Reputation: 16974
Input file : chars.csv :
4,,x,,2,,9.012,2,,,,
6,,y,,2,,12.01,±4,,,,
7,,z,,2,,14.01,_3,,,,
When I try to parse this file, I get this error even after specifying utf-8 encoding.
>>> f=open('chars.csv',encoding='utf-8')
>>> f.read()
Traceback (most recent call last):
File "<stdin>", line 1, in <module>
File "/usr/lib/python3.2/codecs.py", line 300, in decode
(result, consumed) = self._buffer_decode(data, self.errors, final)
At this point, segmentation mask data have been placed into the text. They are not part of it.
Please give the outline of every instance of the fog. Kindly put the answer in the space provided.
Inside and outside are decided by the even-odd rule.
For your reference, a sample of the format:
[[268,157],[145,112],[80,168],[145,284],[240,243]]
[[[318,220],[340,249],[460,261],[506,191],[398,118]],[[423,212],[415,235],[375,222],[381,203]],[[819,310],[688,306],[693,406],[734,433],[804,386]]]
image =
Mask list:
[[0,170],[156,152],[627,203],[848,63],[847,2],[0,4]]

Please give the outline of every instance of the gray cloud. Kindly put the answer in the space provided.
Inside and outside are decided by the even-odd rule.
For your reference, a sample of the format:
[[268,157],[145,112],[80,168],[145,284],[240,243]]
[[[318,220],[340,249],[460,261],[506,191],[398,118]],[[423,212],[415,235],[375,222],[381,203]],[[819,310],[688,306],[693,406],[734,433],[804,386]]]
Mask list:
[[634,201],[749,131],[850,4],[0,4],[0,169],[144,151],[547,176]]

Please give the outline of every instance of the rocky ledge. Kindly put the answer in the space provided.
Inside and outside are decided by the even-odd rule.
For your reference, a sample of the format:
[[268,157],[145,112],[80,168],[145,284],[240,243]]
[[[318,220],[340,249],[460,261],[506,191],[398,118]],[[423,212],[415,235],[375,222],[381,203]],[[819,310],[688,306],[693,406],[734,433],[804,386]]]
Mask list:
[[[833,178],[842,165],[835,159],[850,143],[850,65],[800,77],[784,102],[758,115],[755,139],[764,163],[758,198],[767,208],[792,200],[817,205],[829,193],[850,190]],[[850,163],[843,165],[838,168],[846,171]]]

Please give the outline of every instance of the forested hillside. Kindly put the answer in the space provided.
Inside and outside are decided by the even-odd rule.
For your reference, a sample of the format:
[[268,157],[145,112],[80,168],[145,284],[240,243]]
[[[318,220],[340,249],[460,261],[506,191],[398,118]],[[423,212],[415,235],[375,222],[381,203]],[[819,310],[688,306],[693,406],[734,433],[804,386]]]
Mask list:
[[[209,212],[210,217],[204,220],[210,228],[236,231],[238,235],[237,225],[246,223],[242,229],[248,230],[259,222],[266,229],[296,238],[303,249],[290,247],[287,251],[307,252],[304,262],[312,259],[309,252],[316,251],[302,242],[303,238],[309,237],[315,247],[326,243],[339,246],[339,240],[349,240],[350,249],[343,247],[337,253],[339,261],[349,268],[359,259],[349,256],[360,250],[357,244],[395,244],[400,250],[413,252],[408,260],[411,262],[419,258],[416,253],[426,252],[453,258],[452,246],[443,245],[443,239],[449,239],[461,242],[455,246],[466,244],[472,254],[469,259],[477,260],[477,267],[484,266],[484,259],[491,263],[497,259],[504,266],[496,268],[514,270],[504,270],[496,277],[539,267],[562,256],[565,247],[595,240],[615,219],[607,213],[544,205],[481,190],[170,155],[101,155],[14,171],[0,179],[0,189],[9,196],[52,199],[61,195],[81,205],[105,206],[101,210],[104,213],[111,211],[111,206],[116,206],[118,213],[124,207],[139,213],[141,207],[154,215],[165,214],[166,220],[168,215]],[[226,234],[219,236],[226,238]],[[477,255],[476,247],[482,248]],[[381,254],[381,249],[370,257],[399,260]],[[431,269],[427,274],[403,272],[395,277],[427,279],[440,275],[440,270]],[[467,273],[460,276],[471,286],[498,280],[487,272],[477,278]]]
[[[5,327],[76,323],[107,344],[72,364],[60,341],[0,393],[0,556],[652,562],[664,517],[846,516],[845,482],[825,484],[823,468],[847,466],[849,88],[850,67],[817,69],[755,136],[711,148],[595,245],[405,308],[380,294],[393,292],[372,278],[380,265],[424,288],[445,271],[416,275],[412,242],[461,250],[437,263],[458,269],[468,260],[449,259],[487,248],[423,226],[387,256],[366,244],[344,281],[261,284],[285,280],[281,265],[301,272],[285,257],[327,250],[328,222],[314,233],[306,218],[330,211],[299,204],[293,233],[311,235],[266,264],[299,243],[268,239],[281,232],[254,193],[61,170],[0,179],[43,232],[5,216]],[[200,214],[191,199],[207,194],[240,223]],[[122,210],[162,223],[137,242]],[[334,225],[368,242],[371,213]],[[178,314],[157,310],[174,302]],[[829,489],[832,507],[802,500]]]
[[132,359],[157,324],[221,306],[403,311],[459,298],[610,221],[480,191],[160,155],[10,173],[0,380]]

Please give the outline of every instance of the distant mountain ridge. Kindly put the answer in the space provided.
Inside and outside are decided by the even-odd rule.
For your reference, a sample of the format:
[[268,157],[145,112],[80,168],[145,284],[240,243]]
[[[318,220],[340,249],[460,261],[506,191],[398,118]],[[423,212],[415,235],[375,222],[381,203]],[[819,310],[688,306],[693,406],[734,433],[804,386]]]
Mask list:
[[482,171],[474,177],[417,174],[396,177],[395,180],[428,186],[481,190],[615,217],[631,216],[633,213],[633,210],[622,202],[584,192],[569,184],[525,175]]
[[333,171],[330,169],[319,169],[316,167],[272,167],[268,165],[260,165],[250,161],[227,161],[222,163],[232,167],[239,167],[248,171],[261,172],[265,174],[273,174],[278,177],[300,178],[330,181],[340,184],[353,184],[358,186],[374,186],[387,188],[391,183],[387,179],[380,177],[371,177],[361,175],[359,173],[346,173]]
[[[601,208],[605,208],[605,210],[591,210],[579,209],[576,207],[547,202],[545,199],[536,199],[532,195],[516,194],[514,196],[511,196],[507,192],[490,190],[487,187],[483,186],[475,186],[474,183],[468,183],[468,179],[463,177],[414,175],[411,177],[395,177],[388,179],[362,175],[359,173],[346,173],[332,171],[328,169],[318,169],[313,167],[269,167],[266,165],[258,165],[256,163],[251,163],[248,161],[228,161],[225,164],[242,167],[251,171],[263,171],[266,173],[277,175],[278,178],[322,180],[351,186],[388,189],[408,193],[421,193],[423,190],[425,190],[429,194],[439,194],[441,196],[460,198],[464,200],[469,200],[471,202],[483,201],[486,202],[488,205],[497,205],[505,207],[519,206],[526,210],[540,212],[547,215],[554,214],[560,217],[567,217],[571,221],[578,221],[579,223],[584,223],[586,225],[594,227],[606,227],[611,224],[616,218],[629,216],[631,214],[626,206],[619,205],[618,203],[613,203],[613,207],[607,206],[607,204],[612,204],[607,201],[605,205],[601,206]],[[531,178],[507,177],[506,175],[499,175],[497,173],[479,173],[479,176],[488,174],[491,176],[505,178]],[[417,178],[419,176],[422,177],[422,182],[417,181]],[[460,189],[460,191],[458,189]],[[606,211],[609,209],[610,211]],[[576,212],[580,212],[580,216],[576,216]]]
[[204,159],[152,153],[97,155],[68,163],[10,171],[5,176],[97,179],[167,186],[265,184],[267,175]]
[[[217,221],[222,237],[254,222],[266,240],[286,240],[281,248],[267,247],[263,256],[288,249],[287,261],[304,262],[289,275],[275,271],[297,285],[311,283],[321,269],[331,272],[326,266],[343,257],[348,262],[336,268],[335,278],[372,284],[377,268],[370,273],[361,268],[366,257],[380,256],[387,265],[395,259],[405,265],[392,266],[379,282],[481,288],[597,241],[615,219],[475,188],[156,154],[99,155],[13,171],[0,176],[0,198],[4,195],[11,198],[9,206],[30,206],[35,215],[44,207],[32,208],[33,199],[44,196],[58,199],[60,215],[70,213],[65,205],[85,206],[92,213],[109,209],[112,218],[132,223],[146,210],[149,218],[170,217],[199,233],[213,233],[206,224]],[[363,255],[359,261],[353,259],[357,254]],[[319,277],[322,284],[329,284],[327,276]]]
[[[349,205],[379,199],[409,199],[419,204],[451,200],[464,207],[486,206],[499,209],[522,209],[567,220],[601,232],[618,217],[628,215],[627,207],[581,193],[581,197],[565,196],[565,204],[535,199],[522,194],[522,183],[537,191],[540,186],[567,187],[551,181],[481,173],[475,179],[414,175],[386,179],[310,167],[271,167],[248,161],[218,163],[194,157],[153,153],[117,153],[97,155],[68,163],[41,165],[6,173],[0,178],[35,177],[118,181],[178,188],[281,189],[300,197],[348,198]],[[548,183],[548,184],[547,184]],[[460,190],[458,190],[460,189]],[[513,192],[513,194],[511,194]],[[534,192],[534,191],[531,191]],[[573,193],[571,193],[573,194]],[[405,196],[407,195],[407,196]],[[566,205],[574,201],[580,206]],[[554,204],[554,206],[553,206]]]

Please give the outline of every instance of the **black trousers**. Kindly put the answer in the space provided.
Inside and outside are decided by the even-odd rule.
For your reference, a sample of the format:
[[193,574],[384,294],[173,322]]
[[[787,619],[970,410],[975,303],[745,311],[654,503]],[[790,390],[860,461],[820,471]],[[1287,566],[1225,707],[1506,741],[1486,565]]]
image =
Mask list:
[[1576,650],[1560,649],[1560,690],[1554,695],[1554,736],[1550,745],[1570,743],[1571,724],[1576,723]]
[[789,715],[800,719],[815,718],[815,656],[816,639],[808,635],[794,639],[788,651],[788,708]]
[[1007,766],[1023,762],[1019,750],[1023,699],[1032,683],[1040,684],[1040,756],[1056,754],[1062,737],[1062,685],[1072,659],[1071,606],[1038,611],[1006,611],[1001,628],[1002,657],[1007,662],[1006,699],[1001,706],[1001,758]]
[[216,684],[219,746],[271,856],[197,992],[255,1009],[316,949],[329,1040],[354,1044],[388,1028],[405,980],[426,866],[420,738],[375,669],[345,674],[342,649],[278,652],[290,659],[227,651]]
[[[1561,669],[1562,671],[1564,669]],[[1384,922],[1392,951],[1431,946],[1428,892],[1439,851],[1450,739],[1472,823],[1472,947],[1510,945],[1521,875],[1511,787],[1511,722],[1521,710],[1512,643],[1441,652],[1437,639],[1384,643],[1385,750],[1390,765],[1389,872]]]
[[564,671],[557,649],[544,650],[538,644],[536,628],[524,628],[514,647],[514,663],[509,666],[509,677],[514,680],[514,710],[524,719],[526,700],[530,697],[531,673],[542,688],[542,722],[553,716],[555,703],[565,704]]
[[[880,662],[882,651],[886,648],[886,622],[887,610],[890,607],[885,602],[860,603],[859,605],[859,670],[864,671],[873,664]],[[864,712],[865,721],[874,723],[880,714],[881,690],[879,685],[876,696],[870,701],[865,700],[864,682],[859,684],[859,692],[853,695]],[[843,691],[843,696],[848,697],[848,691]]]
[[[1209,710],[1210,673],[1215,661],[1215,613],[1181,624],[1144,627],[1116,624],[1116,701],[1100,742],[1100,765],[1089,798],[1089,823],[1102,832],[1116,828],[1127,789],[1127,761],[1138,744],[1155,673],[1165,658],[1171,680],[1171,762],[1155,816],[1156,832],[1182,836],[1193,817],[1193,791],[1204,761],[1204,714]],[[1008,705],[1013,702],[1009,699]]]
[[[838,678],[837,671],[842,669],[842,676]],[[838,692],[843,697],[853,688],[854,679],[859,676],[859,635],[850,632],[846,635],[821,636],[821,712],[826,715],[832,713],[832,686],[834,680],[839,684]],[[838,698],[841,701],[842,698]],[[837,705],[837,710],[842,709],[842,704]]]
UnicodeDecodeError: 'utf-8' codec can't decode byte 0xb1 in position 36: invalid start byte
How to correct this error?
Version: Python 3.2.3
Upvotes: 1
Views: 1313
Reputation: 2036
This is not UTF-8 encoding. The UTF-8 encoding of ± is \xC2\xB1 and  is \xC2\x83. As RobertT suggested, try Latin-1:
f=open('chars.csv',encoding='latin-1')
Upvotes: 0
Reputation: 4570
Your input file is clearly not utf-8 encoded, so you have at least those options:
f=open('chars.csv', encoding='utf-8', errors='ignore')
if given file is mostly utf-8 and you don't care about some small data loss. For other errors
parameter values check manualUpvotes: 3